Mais pourtant, plutôt que d'"inciter" les couples à avoir un enfant, d'autres solutions existent pour répondre au vieillissement de la population et maintenir le nombre d'actifs dans le pays, comme l'immigration. Selon Maxime Sbaihi, économiste interrogé par Les Échos, auteur du livre "Le grand vieillissement" : "Si vous avez moins d'actifs pour financer toujours plus d'inactifs, il faut aller chercher des bras et des cerveaux à l'étranger. C'est ce que font l'Allemagne, le Canada ou les États-Unis, qui ont pris conscience de leur décroissance démographique et qui du coup ont une politique migratoire très forte." Repenser le système de retraite ou miser sur l'intelligence artificielle font partie des autres solutions envisagées pour combler le manque d'actifs à venir.

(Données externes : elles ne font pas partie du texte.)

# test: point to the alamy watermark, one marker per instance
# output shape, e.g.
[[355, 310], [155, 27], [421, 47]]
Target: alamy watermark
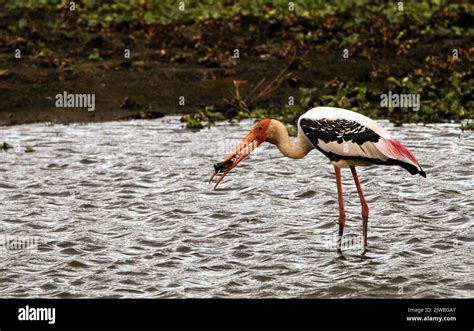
[[68, 100], [10, 243], [395, 100]]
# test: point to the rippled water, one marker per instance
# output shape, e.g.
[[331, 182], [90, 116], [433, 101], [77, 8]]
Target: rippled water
[[123, 209]]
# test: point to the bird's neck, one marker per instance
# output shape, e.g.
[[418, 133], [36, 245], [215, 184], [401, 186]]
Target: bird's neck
[[287, 148]]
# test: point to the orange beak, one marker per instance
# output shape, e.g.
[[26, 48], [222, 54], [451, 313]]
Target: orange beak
[[241, 151]]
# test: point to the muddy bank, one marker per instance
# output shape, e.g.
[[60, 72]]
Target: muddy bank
[[183, 67]]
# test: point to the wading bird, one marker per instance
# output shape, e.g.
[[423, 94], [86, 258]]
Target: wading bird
[[346, 138]]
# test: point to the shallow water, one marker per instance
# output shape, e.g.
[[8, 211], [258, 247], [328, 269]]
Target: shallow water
[[123, 209]]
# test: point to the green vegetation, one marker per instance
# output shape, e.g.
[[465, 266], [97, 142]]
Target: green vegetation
[[423, 48]]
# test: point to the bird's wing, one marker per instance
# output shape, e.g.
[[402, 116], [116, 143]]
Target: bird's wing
[[343, 134]]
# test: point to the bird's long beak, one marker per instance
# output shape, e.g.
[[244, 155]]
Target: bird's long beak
[[241, 151]]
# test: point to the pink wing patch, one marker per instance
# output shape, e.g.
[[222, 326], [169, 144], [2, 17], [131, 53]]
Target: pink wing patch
[[395, 150]]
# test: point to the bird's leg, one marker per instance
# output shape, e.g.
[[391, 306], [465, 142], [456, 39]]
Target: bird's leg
[[342, 213], [365, 207]]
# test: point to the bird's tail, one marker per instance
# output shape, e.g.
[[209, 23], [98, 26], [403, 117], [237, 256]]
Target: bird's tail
[[394, 150]]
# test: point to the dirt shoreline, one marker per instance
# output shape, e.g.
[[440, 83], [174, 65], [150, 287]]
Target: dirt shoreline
[[195, 61]]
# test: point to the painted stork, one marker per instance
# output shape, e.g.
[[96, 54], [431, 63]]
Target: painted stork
[[346, 138]]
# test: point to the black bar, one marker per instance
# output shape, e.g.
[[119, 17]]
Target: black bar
[[222, 313]]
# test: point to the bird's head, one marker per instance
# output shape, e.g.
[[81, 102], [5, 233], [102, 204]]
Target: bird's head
[[265, 130]]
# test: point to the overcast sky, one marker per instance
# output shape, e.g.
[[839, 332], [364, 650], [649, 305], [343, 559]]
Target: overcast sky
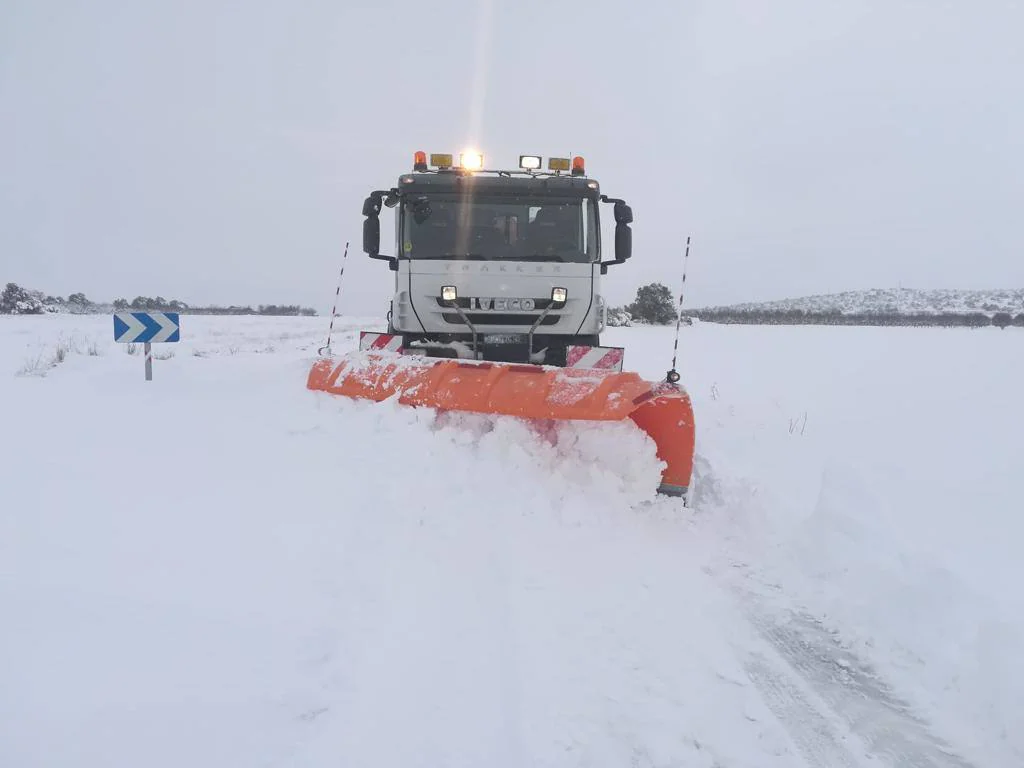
[[219, 152]]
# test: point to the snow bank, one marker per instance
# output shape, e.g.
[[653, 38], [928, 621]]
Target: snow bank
[[868, 476], [218, 567]]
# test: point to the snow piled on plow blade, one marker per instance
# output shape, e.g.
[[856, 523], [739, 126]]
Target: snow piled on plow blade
[[611, 461]]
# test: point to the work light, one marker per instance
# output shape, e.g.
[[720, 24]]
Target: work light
[[471, 161]]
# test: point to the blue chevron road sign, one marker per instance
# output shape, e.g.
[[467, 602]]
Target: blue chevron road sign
[[133, 328]]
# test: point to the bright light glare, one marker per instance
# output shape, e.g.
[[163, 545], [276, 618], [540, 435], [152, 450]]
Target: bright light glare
[[471, 161]]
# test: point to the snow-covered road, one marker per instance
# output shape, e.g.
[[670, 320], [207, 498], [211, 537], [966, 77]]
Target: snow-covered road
[[218, 567]]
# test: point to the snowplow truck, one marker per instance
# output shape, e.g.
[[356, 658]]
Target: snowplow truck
[[498, 307]]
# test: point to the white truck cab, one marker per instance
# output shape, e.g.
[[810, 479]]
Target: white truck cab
[[497, 264]]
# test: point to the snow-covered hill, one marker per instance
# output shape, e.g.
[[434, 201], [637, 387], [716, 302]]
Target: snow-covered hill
[[894, 301]]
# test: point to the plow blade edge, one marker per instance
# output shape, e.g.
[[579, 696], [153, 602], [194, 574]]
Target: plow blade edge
[[525, 391]]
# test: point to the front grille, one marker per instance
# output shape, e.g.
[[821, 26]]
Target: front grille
[[464, 302], [494, 318]]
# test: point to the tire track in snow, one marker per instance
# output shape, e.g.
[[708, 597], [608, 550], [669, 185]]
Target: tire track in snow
[[853, 693], [813, 734]]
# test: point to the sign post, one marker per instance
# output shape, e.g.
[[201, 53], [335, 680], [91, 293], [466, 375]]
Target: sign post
[[147, 328]]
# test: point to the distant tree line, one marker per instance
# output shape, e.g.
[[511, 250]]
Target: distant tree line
[[17, 300], [836, 317]]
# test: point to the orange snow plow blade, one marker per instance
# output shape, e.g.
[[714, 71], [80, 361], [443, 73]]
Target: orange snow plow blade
[[526, 391]]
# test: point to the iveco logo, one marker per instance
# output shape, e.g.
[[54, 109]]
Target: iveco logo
[[493, 267], [503, 305]]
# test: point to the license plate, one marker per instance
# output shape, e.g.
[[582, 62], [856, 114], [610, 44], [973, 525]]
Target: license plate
[[505, 339]]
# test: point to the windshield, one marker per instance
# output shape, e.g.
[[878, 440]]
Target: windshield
[[501, 226]]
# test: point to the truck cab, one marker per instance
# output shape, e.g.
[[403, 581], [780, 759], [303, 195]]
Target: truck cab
[[497, 264]]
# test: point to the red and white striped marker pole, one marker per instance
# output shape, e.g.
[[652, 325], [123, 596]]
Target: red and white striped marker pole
[[334, 310]]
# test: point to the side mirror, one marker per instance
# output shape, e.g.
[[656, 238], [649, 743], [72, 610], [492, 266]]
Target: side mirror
[[372, 236], [624, 242]]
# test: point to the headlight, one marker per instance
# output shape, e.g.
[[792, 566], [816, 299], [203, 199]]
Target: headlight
[[471, 161]]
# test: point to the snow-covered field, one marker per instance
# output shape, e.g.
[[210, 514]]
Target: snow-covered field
[[220, 568]]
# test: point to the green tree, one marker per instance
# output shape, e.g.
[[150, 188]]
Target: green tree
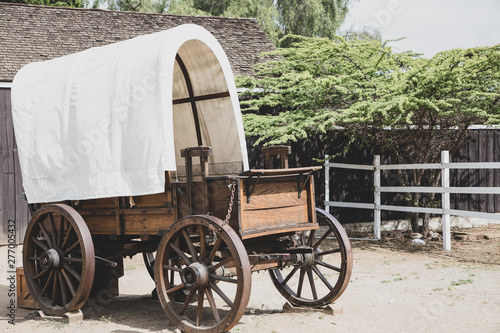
[[361, 89], [60, 3]]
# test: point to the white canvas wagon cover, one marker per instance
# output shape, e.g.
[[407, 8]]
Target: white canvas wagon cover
[[109, 121]]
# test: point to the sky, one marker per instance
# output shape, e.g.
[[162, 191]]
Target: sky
[[430, 26]]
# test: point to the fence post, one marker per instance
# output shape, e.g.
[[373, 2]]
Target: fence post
[[327, 183], [376, 184], [445, 182]]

Au-delà des frontières françaises, le maintien de l'équilibre démographique est une priorité dans tous les pays. Ainsi, sur certains territoires, des gouvernements sont confrontés à un problème inverse, c'est-à-dire à un taux de fécondité trop élevé et à la transmission d'IST comme le VIH. En Afrique du Sud notamment, près d'une cinquantaine de femmes porteuses du VIH ont été stérilisées de force dans des hôpitaux du pays entre 2002 et 2015. Partout dans le monde, enfant ou non, ce sont encore les femmes qui trinquent à la fin.